# 02. Allocating nodes

## Overview

In this notebook, you will learn how to:

 - Allocate nodes on a cluster.
 - Examine allocated nodes.
 - Open tunnels to nodes.
 - Cancel node allocations.

## Import idact

It's recommended that *idact* is installed with *pip*.  
Alternatively, make sure the dependencies are installed: `pip install -r requirements.txt`, and add *idact* to path, for example:  
`import sys`  
`sys.path.append('<YOUR_IDACT_PATH>')`

We will use a wildcard import for convenience:

In [None]:
from idact import *
import bitmath

## Load the cluster

We will use the cluster we added in the previous notebook.

Let's load the environment first:

In [None]:
load_environment()

Now to show the cluster. Make sure to use the right name, if you've changed it.

In [None]:
cluster = show_cluster("test")
cluster

Let's access the head node to make sure everything is configured correctly:

In [None]:
access_node = cluster.get_access_node()
access_node.connect()

If there are any issues, please review the previous notebook and make sure that the cluster config is properly set up.

## Allocate nodes

For demonstration purposes, we will allocate two nodes with two cores and 10 GiB of memory each for the walltime of 10 minutes.

Currently, only [Slurm Workload Manager](https://slurm.schedmd.com/) is supported as the job scheduler.
Both nodes will be allocated as a single Slurm job.

You will likely need to change the native Slurm argument `--account` to specify the account that will be charged for the used resources, see [sbatch documentation](https://slurm.schedmd.com/sbatch.html).
To find out more about the cluster used for the development of idact, see [Prometheus cluster](https://garstka.github.io/idact/develop/html/prometheus.html).

In [None]:
nodes = cluster.allocate_nodes(nodes=2,
                               cores=2,
                               memory_per_node=bitmath.GiB(10),
                               walltime=Walltime(minutes=10),
                               native_args={
                                   '--account': 'intdata'
                               })
nodes

Walltime is a helper class that can be used to specify the job duration down to seconds:

In [None]:
Walltime(days=1, hours=6, minutes=30, seconds=30)

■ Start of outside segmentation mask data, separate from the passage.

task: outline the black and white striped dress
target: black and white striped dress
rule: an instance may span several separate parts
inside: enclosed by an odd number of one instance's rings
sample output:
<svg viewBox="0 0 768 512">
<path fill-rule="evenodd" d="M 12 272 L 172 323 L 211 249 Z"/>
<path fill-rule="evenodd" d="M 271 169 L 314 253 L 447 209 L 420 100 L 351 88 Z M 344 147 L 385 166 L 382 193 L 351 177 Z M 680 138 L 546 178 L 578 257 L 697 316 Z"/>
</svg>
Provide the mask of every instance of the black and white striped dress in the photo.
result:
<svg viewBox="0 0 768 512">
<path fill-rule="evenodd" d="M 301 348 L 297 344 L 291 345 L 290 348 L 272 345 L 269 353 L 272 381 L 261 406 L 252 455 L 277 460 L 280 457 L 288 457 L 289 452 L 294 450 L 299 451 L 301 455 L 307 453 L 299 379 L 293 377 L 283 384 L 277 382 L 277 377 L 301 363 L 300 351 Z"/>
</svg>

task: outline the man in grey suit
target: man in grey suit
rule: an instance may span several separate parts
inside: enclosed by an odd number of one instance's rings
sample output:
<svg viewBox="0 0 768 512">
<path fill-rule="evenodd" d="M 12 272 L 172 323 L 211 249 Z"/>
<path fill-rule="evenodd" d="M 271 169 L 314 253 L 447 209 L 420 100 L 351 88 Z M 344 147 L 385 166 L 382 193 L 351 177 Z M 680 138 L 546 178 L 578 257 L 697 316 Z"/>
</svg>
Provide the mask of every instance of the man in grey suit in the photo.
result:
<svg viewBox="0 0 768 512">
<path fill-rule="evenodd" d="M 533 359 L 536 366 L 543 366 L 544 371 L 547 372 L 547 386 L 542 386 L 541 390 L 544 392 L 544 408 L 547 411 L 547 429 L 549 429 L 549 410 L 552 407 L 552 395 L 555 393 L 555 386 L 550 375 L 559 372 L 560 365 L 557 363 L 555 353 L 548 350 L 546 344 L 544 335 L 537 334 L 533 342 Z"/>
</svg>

Memory per node was given in terms `GiB` (gibibytes) from the `bitmath` library. You can use
related units too, e.g.:

In [None]:
bitmath.MiB(500)

In [None]:
bitmath.TiB(0.1)

For more, see [bitmath on PyPI](https://pypi.org/project/bitmath/).

## Wait for allocation

We can see the returned nodes are not allocated for now:

In [None]:
nodes

We need to wait for the resources to be allocated. It shouldn't take long, provided the cluster is not too busy.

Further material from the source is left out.